Tuesday, November 25, 2008
"Rock Haven": a small film about religion and sexual identity
The little film “Rock Haven” (TLA Releasing, 78 min, site), directed and written by David Lewis, sounds, from its title, that it ought to be some kind of gentled fantasy horror. In fact, it is a minimalist “coming of age” gay love story that again takes us through the whole problem of homosexuality and religion. In fact, the “hero” Brady (Sean Hoagland) is almost sent to ex-gay camp but saves himself from that fate, preventing an unfolding like in the much bigger film “Save Me” reviewed here Oct. 24.
Much of the film is shot around Bodega Bay, CA, and includes the famous white church, which I saw in a 1995 visit to the area, which was made famous by the 1963 Hitchcock film “The Birds.” Furthermore, on a pre-Christmas trip to the West Coast from grad school in 1966, I and several buddies from the University of Kansas bounced around the famous beach on the way north to Oregon and eventually to Vancouver (aka Metropolis, pre Smallville).
Brady has moved to the California shore with his mother after his father died, and his mother is determined to carry on Christian evangelism. Carrying the Bible on the beach, he meets the Spaniard teen Clifford (Owen Alabado). Clifford, 19, is surprised from looks that Brady is already 18. The movie gradually makes Clifford almost a second lead (rather than supporting) character. Clifford has a New Age mom and a dad in Barcelona. Gradually, Clifford draws Brady toward his true self. “You don’t have a mean bone in your body” Clifford says. There is a lot of tension in a series of scenes building up to physical intimacy which, when it happens, is not directed as precisely as it should have been, despite the Hitchcock-like use of overhead shots (and there is a trace of NC-17 nudity). Brady starts lying to his mother about his absences, say, from church. There are some script lines about the supposed authority of scripture and the lack of freedom of man to pick what he wants to believe.
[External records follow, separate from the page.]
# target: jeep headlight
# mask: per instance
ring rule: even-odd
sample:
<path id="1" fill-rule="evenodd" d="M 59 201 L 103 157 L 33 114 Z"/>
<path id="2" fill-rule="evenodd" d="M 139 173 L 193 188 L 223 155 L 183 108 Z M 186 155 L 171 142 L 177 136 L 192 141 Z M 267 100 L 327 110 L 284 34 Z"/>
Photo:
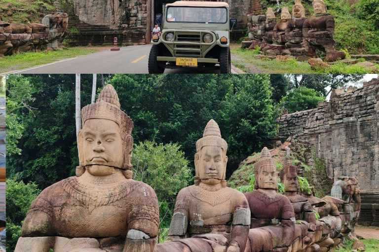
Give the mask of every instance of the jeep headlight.
<path id="1" fill-rule="evenodd" d="M 168 32 L 166 34 L 166 36 L 164 37 L 166 39 L 166 40 L 172 42 L 174 41 L 174 37 L 175 36 L 174 35 L 174 33 L 172 32 Z"/>
<path id="2" fill-rule="evenodd" d="M 213 38 L 210 34 L 204 34 L 203 36 L 203 41 L 205 43 L 210 43 L 213 40 Z"/>

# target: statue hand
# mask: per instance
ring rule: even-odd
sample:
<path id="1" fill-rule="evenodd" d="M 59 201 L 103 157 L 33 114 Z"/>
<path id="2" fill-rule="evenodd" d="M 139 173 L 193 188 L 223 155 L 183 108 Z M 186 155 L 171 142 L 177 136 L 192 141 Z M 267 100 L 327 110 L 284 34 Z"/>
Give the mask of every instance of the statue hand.
<path id="1" fill-rule="evenodd" d="M 239 247 L 238 247 L 238 245 L 231 244 L 227 247 L 227 252 L 240 252 Z"/>

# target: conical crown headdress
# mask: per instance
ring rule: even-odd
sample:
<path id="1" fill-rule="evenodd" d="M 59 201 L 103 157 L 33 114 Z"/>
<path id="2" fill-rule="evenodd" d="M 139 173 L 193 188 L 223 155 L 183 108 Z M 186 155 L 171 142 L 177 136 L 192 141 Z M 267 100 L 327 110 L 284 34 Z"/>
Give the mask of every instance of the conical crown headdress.
<path id="1" fill-rule="evenodd" d="M 292 16 L 294 16 L 294 10 L 295 8 L 298 8 L 300 9 L 301 13 L 301 18 L 305 17 L 305 9 L 302 4 L 302 0 L 295 0 L 295 5 L 292 7 Z"/>
<path id="2" fill-rule="evenodd" d="M 269 18 L 275 18 L 275 14 L 272 8 L 267 8 L 267 12 L 266 12 L 266 21 Z"/>
<path id="3" fill-rule="evenodd" d="M 282 9 L 282 13 L 280 14 L 280 18 L 281 19 L 291 18 L 291 14 L 288 11 L 288 8 L 287 7 L 283 7 Z"/>
<path id="4" fill-rule="evenodd" d="M 325 2 L 322 0 L 314 0 L 312 2 L 312 6 L 314 6 L 314 4 L 316 2 L 320 2 L 322 4 L 323 4 L 324 6 L 325 7 L 325 11 L 328 11 L 328 10 L 326 8 L 326 4 L 325 4 Z"/>
<path id="5" fill-rule="evenodd" d="M 280 180 L 283 181 L 284 175 L 289 172 L 296 172 L 297 174 L 298 167 L 292 164 L 292 162 L 289 158 L 286 158 L 284 164 L 283 165 L 283 169 L 279 173 Z"/>
<path id="6" fill-rule="evenodd" d="M 221 137 L 219 125 L 215 120 L 211 119 L 204 129 L 203 137 L 196 142 L 196 151 L 199 152 L 203 146 L 216 146 L 223 149 L 224 155 L 227 150 L 227 142 Z"/>
<path id="7" fill-rule="evenodd" d="M 87 105 L 81 109 L 82 125 L 84 126 L 87 120 L 95 119 L 107 119 L 117 123 L 120 126 L 124 153 L 123 167 L 118 168 L 130 169 L 132 168 L 130 155 L 133 148 L 131 133 L 133 124 L 130 118 L 120 107 L 116 91 L 112 85 L 108 84 L 101 91 L 95 103 Z"/>
<path id="8" fill-rule="evenodd" d="M 254 175 L 255 175 L 255 183 L 254 188 L 258 189 L 258 178 L 259 172 L 261 169 L 265 166 L 276 167 L 275 161 L 271 157 L 271 153 L 267 147 L 265 147 L 262 150 L 259 156 L 259 160 L 254 164 Z"/>

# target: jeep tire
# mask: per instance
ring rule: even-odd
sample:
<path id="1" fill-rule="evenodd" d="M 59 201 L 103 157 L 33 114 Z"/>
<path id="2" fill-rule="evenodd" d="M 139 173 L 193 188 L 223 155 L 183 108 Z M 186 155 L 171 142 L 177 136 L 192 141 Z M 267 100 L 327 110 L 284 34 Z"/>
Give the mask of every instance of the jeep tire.
<path id="1" fill-rule="evenodd" d="M 161 65 L 161 63 L 156 60 L 159 55 L 159 45 L 153 45 L 149 55 L 149 73 L 163 73 L 164 68 Z"/>
<path id="2" fill-rule="evenodd" d="M 220 50 L 220 73 L 230 73 L 231 62 L 229 47 L 222 47 Z"/>

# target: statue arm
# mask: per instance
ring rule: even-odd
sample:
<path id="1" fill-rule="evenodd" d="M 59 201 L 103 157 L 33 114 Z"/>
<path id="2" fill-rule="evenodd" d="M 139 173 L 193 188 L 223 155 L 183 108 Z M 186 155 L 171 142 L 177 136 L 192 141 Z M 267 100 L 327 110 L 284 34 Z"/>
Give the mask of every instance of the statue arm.
<path id="1" fill-rule="evenodd" d="M 32 202 L 21 228 L 23 237 L 53 236 L 56 234 L 52 226 L 52 206 L 43 198 L 43 193 Z"/>
<path id="2" fill-rule="evenodd" d="M 291 201 L 284 197 L 282 208 L 281 226 L 283 228 L 282 239 L 282 247 L 289 247 L 292 242 L 295 233 L 295 212 Z"/>
<path id="3" fill-rule="evenodd" d="M 167 235 L 168 241 L 183 239 L 187 233 L 189 222 L 189 201 L 185 190 L 185 188 L 182 189 L 176 198 L 174 215 L 170 224 Z"/>
<path id="4" fill-rule="evenodd" d="M 316 217 L 309 201 L 306 201 L 303 205 L 303 212 L 304 220 L 308 222 L 308 230 L 314 231 L 316 229 Z"/>
<path id="5" fill-rule="evenodd" d="M 250 227 L 250 209 L 247 201 L 243 207 L 239 207 L 233 214 L 233 228 L 230 233 L 230 242 L 227 252 L 245 251 Z"/>
<path id="6" fill-rule="evenodd" d="M 159 214 L 158 199 L 147 185 L 135 195 L 129 216 L 128 233 L 123 252 L 152 252 L 158 234 Z"/>

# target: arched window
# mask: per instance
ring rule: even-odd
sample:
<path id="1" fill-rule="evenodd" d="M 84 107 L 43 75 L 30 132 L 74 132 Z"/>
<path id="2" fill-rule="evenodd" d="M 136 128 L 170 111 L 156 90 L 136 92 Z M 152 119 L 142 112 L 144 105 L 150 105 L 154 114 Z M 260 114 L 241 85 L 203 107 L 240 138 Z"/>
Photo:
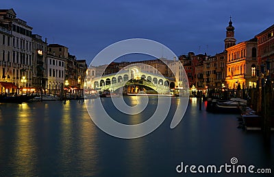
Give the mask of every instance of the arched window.
<path id="1" fill-rule="evenodd" d="M 257 49 L 256 47 L 252 48 L 252 58 L 256 58 L 257 56 Z"/>
<path id="2" fill-rule="evenodd" d="M 105 85 L 110 85 L 111 84 L 110 79 L 108 78 L 105 80 Z"/>
<path id="3" fill-rule="evenodd" d="M 128 80 L 129 80 L 128 75 L 127 74 L 125 74 L 124 77 L 123 77 L 124 82 L 125 81 L 127 81 Z"/>
<path id="4" fill-rule="evenodd" d="M 113 77 L 112 79 L 112 83 L 115 84 L 117 82 L 116 79 L 115 77 Z"/>
<path id="5" fill-rule="evenodd" d="M 256 75 L 256 66 L 255 64 L 252 64 L 251 66 L 251 76 Z"/>
<path id="6" fill-rule="evenodd" d="M 95 81 L 94 83 L 94 88 L 97 88 L 99 86 L 98 81 Z"/>
<path id="7" fill-rule="evenodd" d="M 10 51 L 8 51 L 8 62 L 10 62 Z"/>
<path id="8" fill-rule="evenodd" d="M 105 86 L 105 81 L 103 80 L 100 80 L 100 86 Z"/>

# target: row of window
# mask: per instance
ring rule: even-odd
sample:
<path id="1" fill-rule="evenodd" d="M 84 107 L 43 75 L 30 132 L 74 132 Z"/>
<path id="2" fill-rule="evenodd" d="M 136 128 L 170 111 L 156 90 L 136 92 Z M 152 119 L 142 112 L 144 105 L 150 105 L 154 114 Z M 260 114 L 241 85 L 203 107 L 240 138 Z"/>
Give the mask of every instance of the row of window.
<path id="1" fill-rule="evenodd" d="M 10 53 L 9 51 L 8 52 L 6 52 L 5 50 L 3 51 L 2 60 L 8 62 L 11 61 Z M 19 53 L 14 51 L 12 53 L 12 62 L 27 65 L 32 65 L 32 55 L 27 55 L 26 54 Z"/>
<path id="2" fill-rule="evenodd" d="M 267 34 L 265 34 L 262 38 L 261 38 L 260 39 L 260 43 L 262 43 L 267 40 L 269 40 L 269 38 L 272 38 L 273 36 L 273 32 L 269 32 Z"/>
<path id="3" fill-rule="evenodd" d="M 56 77 L 60 78 L 64 78 L 64 71 L 58 70 L 58 69 L 49 69 L 49 77 Z"/>
<path id="4" fill-rule="evenodd" d="M 49 59 L 49 64 L 64 67 L 64 62 Z"/>
<path id="5" fill-rule="evenodd" d="M 10 78 L 13 77 L 14 80 L 20 80 L 21 77 L 24 75 L 27 78 L 27 80 L 32 80 L 32 71 L 21 71 L 20 69 L 12 69 L 11 68 L 2 68 L 2 78 Z"/>
<path id="6" fill-rule="evenodd" d="M 27 30 L 27 29 L 25 29 L 23 27 L 17 26 L 16 25 L 12 25 L 12 31 L 17 32 L 17 33 L 20 33 L 23 35 L 29 36 L 29 37 L 32 37 L 32 32 L 29 30 Z"/>

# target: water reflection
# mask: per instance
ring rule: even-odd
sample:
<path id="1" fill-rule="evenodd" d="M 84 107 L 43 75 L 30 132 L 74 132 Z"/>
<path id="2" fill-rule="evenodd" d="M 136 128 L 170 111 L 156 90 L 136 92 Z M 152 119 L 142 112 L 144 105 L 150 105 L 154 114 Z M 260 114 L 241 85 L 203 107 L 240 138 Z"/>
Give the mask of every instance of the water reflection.
<path id="1" fill-rule="evenodd" d="M 179 102 L 172 99 L 171 113 L 153 133 L 130 140 L 102 132 L 81 102 L 1 104 L 0 176 L 175 176 L 182 161 L 221 164 L 234 156 L 242 164 L 271 167 L 274 149 L 266 151 L 261 134 L 237 129 L 235 115 L 210 114 L 204 104 L 199 110 L 194 98 L 171 130 Z M 149 117 L 157 103 L 150 99 L 149 110 L 131 117 L 108 108 L 114 119 L 136 124 Z"/>
<path id="2" fill-rule="evenodd" d="M 32 109 L 27 104 L 20 104 L 17 108 L 14 110 L 18 117 L 15 122 L 15 145 L 10 158 L 11 163 L 14 165 L 14 170 L 16 175 L 36 173 L 37 145 L 34 141 Z"/>

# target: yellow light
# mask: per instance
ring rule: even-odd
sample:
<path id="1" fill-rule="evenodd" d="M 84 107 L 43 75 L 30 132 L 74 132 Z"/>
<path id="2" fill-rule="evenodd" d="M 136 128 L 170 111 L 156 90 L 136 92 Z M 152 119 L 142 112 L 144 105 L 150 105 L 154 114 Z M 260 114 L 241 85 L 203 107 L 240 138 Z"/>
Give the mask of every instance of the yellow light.
<path id="1" fill-rule="evenodd" d="M 38 51 L 37 51 L 37 53 L 39 54 L 39 55 L 42 55 L 42 50 L 38 50 Z"/>

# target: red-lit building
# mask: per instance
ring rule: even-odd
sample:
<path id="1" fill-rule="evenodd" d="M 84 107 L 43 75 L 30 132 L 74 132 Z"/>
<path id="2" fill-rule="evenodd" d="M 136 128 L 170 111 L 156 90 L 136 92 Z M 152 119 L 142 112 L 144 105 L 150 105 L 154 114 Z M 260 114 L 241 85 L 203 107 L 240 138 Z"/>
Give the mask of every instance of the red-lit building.
<path id="1" fill-rule="evenodd" d="M 258 64 L 266 65 L 266 60 L 270 62 L 270 75 L 272 83 L 274 82 L 274 25 L 257 34 Z"/>

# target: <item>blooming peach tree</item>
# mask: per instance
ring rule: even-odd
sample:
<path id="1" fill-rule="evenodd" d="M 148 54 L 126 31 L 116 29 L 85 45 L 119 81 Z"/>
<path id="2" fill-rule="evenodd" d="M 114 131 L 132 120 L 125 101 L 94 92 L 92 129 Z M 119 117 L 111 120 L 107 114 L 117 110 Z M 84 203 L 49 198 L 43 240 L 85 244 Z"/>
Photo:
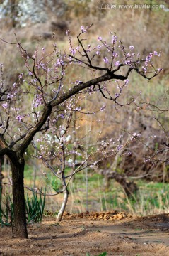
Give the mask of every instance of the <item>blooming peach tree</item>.
<path id="1" fill-rule="evenodd" d="M 75 149 L 68 152 L 66 133 L 72 112 L 80 111 L 81 97 L 100 93 L 105 99 L 112 101 L 115 107 L 127 106 L 135 100 L 133 98 L 123 102 L 121 97 L 129 86 L 131 72 L 135 71 L 151 80 L 161 70 L 161 68 L 156 68 L 153 63 L 160 53 L 154 51 L 142 58 L 134 53 L 133 46 L 125 47 L 115 33 L 110 34 L 109 42 L 99 36 L 97 43 L 90 44 L 86 38 L 90 28 L 91 26 L 81 27 L 76 45 L 67 31 L 69 50 L 63 53 L 54 43 L 49 53 L 39 44 L 35 53 L 30 54 L 18 40 L 8 43 L 1 39 L 4 44 L 16 46 L 24 61 L 23 71 L 12 85 L 6 83 L 1 64 L 0 156 L 6 155 L 11 165 L 16 237 L 28 237 L 23 183 L 24 158 L 28 147 L 36 149 L 38 157 L 47 166 L 49 160 L 57 159 L 54 169 L 52 165 L 48 167 L 54 175 L 62 177 L 64 191 L 66 191 L 67 183 L 64 176 L 65 156 L 68 154 L 69 159 L 71 159 L 71 154 L 80 154 L 78 150 L 75 152 Z M 76 77 L 71 78 L 69 74 L 73 67 L 77 72 Z M 79 75 L 83 74 L 80 70 L 84 69 L 90 78 Z M 101 110 L 104 107 L 100 105 Z M 45 142 L 48 144 L 49 152 Z M 52 144 L 53 152 L 50 149 Z M 120 150 L 121 146 L 117 145 L 117 149 Z M 112 149 L 109 152 L 112 154 Z M 83 168 L 83 162 L 80 168 Z"/>

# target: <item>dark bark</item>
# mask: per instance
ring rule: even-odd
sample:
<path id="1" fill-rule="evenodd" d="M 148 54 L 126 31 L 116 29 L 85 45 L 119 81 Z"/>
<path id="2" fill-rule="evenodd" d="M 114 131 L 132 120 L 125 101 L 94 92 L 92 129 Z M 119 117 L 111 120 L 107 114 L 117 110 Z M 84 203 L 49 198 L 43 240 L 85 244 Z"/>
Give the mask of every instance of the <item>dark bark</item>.
<path id="1" fill-rule="evenodd" d="M 12 170 L 12 192 L 14 207 L 14 236 L 28 238 L 26 228 L 25 205 L 24 196 L 23 174 L 25 161 L 23 157 L 16 156 L 11 159 Z"/>
<path id="2" fill-rule="evenodd" d="M 2 174 L 2 165 L 4 163 L 4 156 L 0 156 L 0 204 L 1 204 L 1 193 L 2 193 L 2 180 L 4 178 Z"/>

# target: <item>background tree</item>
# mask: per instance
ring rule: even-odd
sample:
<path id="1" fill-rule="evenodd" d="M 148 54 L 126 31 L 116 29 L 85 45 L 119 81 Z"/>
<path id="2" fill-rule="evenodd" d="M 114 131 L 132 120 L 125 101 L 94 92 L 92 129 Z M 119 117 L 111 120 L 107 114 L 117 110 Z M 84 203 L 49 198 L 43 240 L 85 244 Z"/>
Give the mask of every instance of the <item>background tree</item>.
<path id="1" fill-rule="evenodd" d="M 81 27 L 76 46 L 71 42 L 69 31 L 66 32 L 70 46 L 68 53 L 61 53 L 54 43 L 50 53 L 38 46 L 34 54 L 30 55 L 18 41 L 13 43 L 18 47 L 25 66 L 18 80 L 10 86 L 7 86 L 4 80 L 1 65 L 0 156 L 6 155 L 11 164 L 16 237 L 28 238 L 23 184 L 24 154 L 38 132 L 45 133 L 50 129 L 51 122 L 54 122 L 53 114 L 58 109 L 64 109 L 65 103 L 68 100 L 72 102 L 79 93 L 99 92 L 105 99 L 112 101 L 115 107 L 127 106 L 135 99 L 124 102 L 120 98 L 128 86 L 128 77 L 132 70 L 148 80 L 161 70 L 161 68 L 155 68 L 151 61 L 152 58 L 160 55 L 159 53 L 150 53 L 143 59 L 139 54 L 134 53 L 133 46 L 125 48 L 112 33 L 110 33 L 110 42 L 99 36 L 98 45 L 89 44 L 85 37 L 89 28 Z M 103 49 L 105 51 L 102 56 Z M 100 55 L 104 65 L 97 65 Z M 77 66 L 77 71 L 87 68 L 91 78 L 84 81 L 77 72 L 74 80 L 70 78 L 67 80 L 69 70 L 73 65 Z M 115 93 L 112 90 L 114 85 Z M 31 103 L 25 105 L 28 99 Z M 60 146 L 62 146 L 61 142 Z"/>

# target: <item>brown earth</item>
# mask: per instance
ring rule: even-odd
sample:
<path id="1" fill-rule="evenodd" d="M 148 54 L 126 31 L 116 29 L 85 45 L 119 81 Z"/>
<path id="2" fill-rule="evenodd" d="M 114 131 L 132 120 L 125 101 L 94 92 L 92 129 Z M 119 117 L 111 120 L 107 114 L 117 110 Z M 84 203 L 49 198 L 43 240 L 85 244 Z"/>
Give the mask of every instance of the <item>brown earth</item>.
<path id="1" fill-rule="evenodd" d="M 28 226 L 29 239 L 0 228 L 1 255 L 169 255 L 169 214 L 134 218 L 124 213 L 66 213 Z"/>

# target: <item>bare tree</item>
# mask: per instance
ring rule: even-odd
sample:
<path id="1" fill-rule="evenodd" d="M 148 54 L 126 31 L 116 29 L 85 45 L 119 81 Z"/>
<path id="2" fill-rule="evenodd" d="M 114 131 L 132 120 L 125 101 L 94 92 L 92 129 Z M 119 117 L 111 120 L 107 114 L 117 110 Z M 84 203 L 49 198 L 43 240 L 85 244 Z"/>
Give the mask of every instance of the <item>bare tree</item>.
<path id="1" fill-rule="evenodd" d="M 98 45 L 88 44 L 85 34 L 89 28 L 81 27 L 75 46 L 69 31 L 66 32 L 70 45 L 69 53 L 61 53 L 54 44 L 50 53 L 38 46 L 34 54 L 30 55 L 16 40 L 12 44 L 19 50 L 25 66 L 13 85 L 6 85 L 1 65 L 0 156 L 6 155 L 11 165 L 16 237 L 28 237 L 24 198 L 24 154 L 36 134 L 49 129 L 52 113 L 64 108 L 65 102 L 73 100 L 74 95 L 79 93 L 101 93 L 104 98 L 114 102 L 115 107 L 129 105 L 134 99 L 123 102 L 120 96 L 128 86 L 131 72 L 135 70 L 150 80 L 161 70 L 156 69 L 151 62 L 151 58 L 156 58 L 158 53 L 151 53 L 142 59 L 134 53 L 133 46 L 126 48 L 115 34 L 110 34 L 109 43 L 98 37 Z M 101 55 L 103 48 L 107 50 L 106 55 L 103 56 L 104 65 L 97 65 L 97 57 Z M 76 78 L 68 81 L 69 69 L 74 65 L 77 70 Z M 78 73 L 84 68 L 91 72 L 91 78 L 87 81 L 79 78 Z M 99 75 L 98 72 L 103 75 Z M 114 85 L 115 94 L 112 93 Z"/>

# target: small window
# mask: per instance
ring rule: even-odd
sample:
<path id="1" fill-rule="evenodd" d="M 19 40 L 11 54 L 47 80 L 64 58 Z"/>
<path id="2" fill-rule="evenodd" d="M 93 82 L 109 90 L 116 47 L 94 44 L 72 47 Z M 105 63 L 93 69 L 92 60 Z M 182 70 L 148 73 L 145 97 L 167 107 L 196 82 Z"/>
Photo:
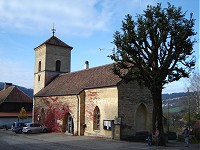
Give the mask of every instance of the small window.
<path id="1" fill-rule="evenodd" d="M 94 109 L 94 120 L 93 120 L 94 130 L 100 130 L 100 110 L 99 107 Z"/>
<path id="2" fill-rule="evenodd" d="M 103 121 L 103 129 L 104 130 L 111 130 L 111 120 L 104 120 Z"/>
<path id="3" fill-rule="evenodd" d="M 39 61 L 39 63 L 38 63 L 38 72 L 40 72 L 41 71 L 41 61 Z"/>
<path id="4" fill-rule="evenodd" d="M 56 61 L 56 71 L 60 71 L 61 62 L 60 60 Z"/>

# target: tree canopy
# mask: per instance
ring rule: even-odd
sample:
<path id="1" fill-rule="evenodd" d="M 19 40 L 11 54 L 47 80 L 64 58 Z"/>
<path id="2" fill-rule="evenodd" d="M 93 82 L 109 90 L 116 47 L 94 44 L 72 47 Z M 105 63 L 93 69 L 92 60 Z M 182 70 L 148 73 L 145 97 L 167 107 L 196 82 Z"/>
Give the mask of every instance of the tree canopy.
<path id="1" fill-rule="evenodd" d="M 153 99 L 153 132 L 160 131 L 160 145 L 164 143 L 162 123 L 162 89 L 165 84 L 189 77 L 195 67 L 193 45 L 196 40 L 195 19 L 189 19 L 182 8 L 168 3 L 167 8 L 147 6 L 143 14 L 126 15 L 121 32 L 114 33 L 116 48 L 110 58 L 113 71 L 125 81 L 137 80 L 145 85 Z"/>
<path id="2" fill-rule="evenodd" d="M 116 31 L 113 43 L 116 50 L 110 56 L 118 62 L 115 73 L 128 80 L 137 79 L 148 88 L 189 77 L 195 66 L 192 37 L 195 19 L 185 18 L 186 12 L 168 3 L 148 6 L 134 21 L 126 15 L 122 32 Z M 121 69 L 128 69 L 123 74 Z M 156 82 L 156 83 L 155 83 Z"/>

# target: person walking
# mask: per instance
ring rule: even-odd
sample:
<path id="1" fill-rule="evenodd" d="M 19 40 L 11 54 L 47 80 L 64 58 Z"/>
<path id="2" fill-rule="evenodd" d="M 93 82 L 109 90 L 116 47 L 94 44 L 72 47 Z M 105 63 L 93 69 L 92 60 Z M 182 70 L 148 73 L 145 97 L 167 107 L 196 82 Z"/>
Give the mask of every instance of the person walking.
<path id="1" fill-rule="evenodd" d="M 185 127 L 184 129 L 184 137 L 185 137 L 185 143 L 186 143 L 186 146 L 185 147 L 189 147 L 189 129 L 188 127 Z"/>

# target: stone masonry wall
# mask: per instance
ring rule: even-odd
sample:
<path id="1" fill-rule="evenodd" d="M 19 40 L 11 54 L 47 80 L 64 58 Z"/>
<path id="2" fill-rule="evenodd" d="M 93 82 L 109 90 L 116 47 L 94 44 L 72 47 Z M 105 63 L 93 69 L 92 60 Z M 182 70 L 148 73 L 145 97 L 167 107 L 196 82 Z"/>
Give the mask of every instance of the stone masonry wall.
<path id="1" fill-rule="evenodd" d="M 140 104 L 146 107 L 147 131 L 151 132 L 152 98 L 149 90 L 137 82 L 120 84 L 119 91 L 119 117 L 121 117 L 121 138 L 134 136 L 136 130 L 136 112 Z M 139 116 L 137 118 L 140 118 Z"/>
<path id="2" fill-rule="evenodd" d="M 52 96 L 34 98 L 34 122 L 42 123 L 51 131 L 62 132 L 63 119 L 68 113 L 74 121 L 74 133 L 78 132 L 78 99 L 77 96 Z"/>
<path id="3" fill-rule="evenodd" d="M 94 109 L 100 109 L 100 130 L 93 129 Z M 103 129 L 103 120 L 118 116 L 118 92 L 116 87 L 85 90 L 85 134 L 111 137 L 112 132 Z"/>

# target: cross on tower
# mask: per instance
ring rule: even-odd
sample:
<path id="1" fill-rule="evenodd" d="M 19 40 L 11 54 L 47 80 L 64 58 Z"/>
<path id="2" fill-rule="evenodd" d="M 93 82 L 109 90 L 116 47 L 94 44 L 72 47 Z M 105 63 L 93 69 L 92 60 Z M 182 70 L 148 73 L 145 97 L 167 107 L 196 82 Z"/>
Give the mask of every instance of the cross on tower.
<path id="1" fill-rule="evenodd" d="M 54 24 L 53 24 L 53 29 L 51 29 L 51 31 L 53 32 L 53 36 L 54 36 L 54 33 L 56 31 L 56 29 L 54 29 Z"/>

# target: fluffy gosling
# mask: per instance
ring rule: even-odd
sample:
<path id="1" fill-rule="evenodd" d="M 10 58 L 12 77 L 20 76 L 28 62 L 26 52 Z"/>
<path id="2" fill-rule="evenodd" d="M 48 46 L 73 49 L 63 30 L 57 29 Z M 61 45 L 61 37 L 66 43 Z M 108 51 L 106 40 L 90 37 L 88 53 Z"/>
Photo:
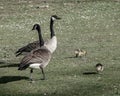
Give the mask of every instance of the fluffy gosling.
<path id="1" fill-rule="evenodd" d="M 82 49 L 76 49 L 74 53 L 75 53 L 75 57 L 77 58 L 77 57 L 86 56 L 87 51 Z"/>
<path id="2" fill-rule="evenodd" d="M 96 64 L 95 67 L 98 73 L 104 70 L 104 66 L 101 63 Z"/>

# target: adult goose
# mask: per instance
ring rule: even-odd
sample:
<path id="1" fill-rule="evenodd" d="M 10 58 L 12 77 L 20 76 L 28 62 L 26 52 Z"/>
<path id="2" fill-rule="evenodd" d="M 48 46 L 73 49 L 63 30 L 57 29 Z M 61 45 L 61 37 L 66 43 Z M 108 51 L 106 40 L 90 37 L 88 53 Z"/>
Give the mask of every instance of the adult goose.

In a climactic scene, Brady and his mom each confide that neither one can “change.” His mother seems lost in the authority of scripture, and seems not quite recognize that her expectations from Brady are really more a matter of her own psychic needs than of religion.
When Brady and Clifford are together, they seem to have found freedom and believe, at least as young adults, they may live "as they are" with a certain innocence. I'm struck, personally at least, by a particular contrast. Clifford comes from a family that allows him complete freedom and encourages it. Brady comes from a religious background that demands emotional, as well as spiritual, payback. We become what we are because of the others who made us, and sometimes they seem to have a lien on us.